Comprehensive testing ensures reliable code from the start.

## Performance Considerations

### Parallel Execution

**Decision**: Leverage sshsync's built-in parallelization

- sshsync runs commands concurrently across hosts automatically
- No need to implement custom threading/multiprocessing
- Timeout applies per-host independently

**Trade-offs:**

✅ **Pros:**
- Simple to use
- Fast for large host groups
- No concurrency bugs

⚠️ **Cons:**
- Less control over parallelism level
- Can overwhelm network with too many concurrent connections

**Conclusion:**

Built-in parallelization is sufficient for most use cases. Custom control can be added in v2.0 if needed.

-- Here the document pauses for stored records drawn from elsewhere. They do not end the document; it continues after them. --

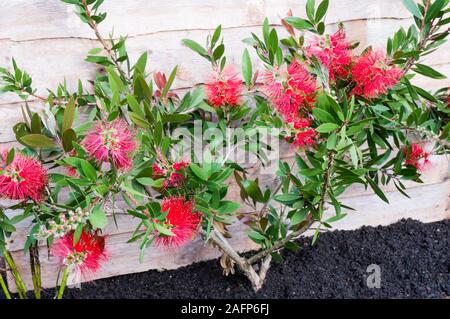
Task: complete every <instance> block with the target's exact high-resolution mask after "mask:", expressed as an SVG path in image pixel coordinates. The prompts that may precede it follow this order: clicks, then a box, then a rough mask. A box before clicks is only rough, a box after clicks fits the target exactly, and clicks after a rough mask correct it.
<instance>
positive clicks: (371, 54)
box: [350, 50, 402, 98]
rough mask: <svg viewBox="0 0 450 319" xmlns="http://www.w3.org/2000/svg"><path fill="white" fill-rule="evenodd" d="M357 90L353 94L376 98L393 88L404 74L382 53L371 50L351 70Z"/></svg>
mask: <svg viewBox="0 0 450 319" xmlns="http://www.w3.org/2000/svg"><path fill="white" fill-rule="evenodd" d="M350 73H351V76H352V81H353V82H354V85H355V88H354V89H353V94H355V95H361V96H364V97H366V98H376V97H378V96H379V95H382V94H385V93H386V92H387V90H388V89H390V88H393V87H394V86H395V85H396V84H397V83H398V81H399V80H400V78H401V77H402V72H401V71H400V70H399V69H397V68H396V67H395V66H391V65H389V61H388V59H387V58H386V56H385V55H384V54H383V53H382V52H381V51H373V50H369V51H367V52H366V53H365V54H363V55H361V56H360V57H359V58H358V59H357V60H356V62H355V64H354V65H353V67H352V68H351V70H350Z"/></svg>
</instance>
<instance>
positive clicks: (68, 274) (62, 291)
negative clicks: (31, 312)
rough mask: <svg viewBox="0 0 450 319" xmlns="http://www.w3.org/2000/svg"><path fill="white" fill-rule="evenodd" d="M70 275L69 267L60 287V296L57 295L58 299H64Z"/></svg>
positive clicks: (65, 269) (65, 274)
mask: <svg viewBox="0 0 450 319" xmlns="http://www.w3.org/2000/svg"><path fill="white" fill-rule="evenodd" d="M69 273H70V271H69V267H66V269H64V274H63V278H62V281H61V286H60V287H59V290H58V295H57V297H56V299H62V297H63V295H64V290H65V289H66V285H67V278H69Z"/></svg>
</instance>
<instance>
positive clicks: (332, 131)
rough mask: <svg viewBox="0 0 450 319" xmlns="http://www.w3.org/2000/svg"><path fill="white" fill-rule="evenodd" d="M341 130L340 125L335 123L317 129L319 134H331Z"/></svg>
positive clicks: (316, 130) (332, 123) (316, 129)
mask: <svg viewBox="0 0 450 319" xmlns="http://www.w3.org/2000/svg"><path fill="white" fill-rule="evenodd" d="M338 128H339V125H337V124H334V123H324V124H322V125H320V126H319V127H318V128H316V131H317V132H319V133H330V132H333V131H335V130H337V129H338Z"/></svg>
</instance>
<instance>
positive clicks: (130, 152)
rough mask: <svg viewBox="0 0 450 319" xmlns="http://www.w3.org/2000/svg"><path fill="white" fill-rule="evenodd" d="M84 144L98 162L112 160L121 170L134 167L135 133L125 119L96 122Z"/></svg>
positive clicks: (127, 168)
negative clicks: (109, 121) (132, 130)
mask: <svg viewBox="0 0 450 319" xmlns="http://www.w3.org/2000/svg"><path fill="white" fill-rule="evenodd" d="M82 145H83V147H84V148H85V149H86V151H87V152H88V154H89V155H90V156H91V157H92V158H94V159H95V160H97V161H98V162H109V161H110V160H111V161H112V163H113V165H114V166H115V167H117V168H118V169H121V170H128V169H130V168H131V167H132V163H133V160H132V153H133V152H134V151H135V150H136V147H137V145H136V141H135V140H134V133H133V132H132V131H131V130H130V128H129V127H128V125H127V124H126V122H125V121H123V120H114V121H113V122H111V123H103V122H97V123H95V125H94V127H93V128H92V130H91V131H90V132H89V133H88V134H87V135H86V137H85V138H84V140H83V142H82Z"/></svg>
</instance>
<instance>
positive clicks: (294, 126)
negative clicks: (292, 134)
mask: <svg viewBox="0 0 450 319" xmlns="http://www.w3.org/2000/svg"><path fill="white" fill-rule="evenodd" d="M310 125H311V120H310V119H305V118H301V119H298V120H296V121H295V122H294V124H293V126H294V128H295V129H296V130H299V129H302V128H307V127H309V126H310Z"/></svg>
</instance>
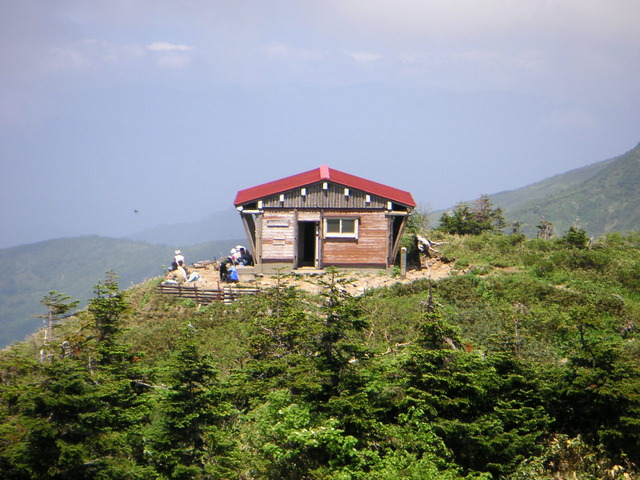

## Security Considerations

### SSH Key Authentication

**Decision**: Require SSH keys (no password auth)

**Justification:**

✅ **Security:**
- Keys are more secure than passwords
- Can't be brute-forced
- Can be revoked per-host

✅ **Automation:**
- Non-interactive (no password prompts)
- Works in scripts and CI/CD

**Implementation:**
- Validators check SSH key auth works
- Clear error messages guide users to set up keys
- Documentation explains SSH key setup

### Command Safety

**Decision**: Validate dangerous commands

**Dangerous patterns blocked:**
- `rm -rf /` (root deletion)
- `mkfs.*` (filesystem formatting)
- `dd.*of=/dev/` (direct disk writes)
- Fork bombs
- Direct disk writes

**Override**: Use `allow_dangerous=True` to bypass

**Justification:**

✅ **Safety:**
- Prevents accidental destructive operations
- Dry-run provides preview

✅ **Flexibility:**
- Can still run dangerous commands if explicitly allowed

**Conclusion:**

Safety by default with escape hatch for advanced users.

## Decisions Summary

| Decision | Choice | Rationale |
|----------|--------|-----------|
| **CLI Tool** | sshsync | Best balance of features, ease of use, and maintenance |
| **Network** | Tailscale | Zero-config secure VPN, works everywhere |
| **Architecture** | Modular scripts | Clear separation of concerns, maintainable |
| **Validation** | Multi-layer | Catch errors early with helpful messages |
| **Load Balancing** | Composite score | Simple, effective, considers multiple resources |
| **Caching** | None (v1.0) | Simplicity and real-time accuracy |
| **Testing** | 29 tests | Comprehensive coverage for reliability |
| **Security** | SSH keys + validation | Secure and automation-friendly |

## Trade-offs Accepted

1. **No caching** → Slightly slower, but always accurate
2. **sshsync dependency** → External tool, but saves development time
3. **SSH key requirement** → Setup needed, but more secure
4. **Simple load balancing** → Less sophisticated, but fast and easy to understand
5. **Terminal UI only** → No web dashboard, but simpler to develop and maintain

## Future Improvements

### v2.0 Considerations

1. **Add caching** for frequently-accessed data (Tailscale status, groups)
2. **Web dashboard** for visualization and monitoring
3. **Operation history** database for audit trail
4. **Advanced load balancing** with custom metrics
5. **Automated SSH key distribution** across hosts
6. **Integration with config management** tools (Ansible, Terraform)
7. **Container support** via SSH to Docker containers
8. **Custom validation plugins** for domain-specific checks

All decisions prioritize **simplicity**, **security**, and **maintainability** for v1.0.0.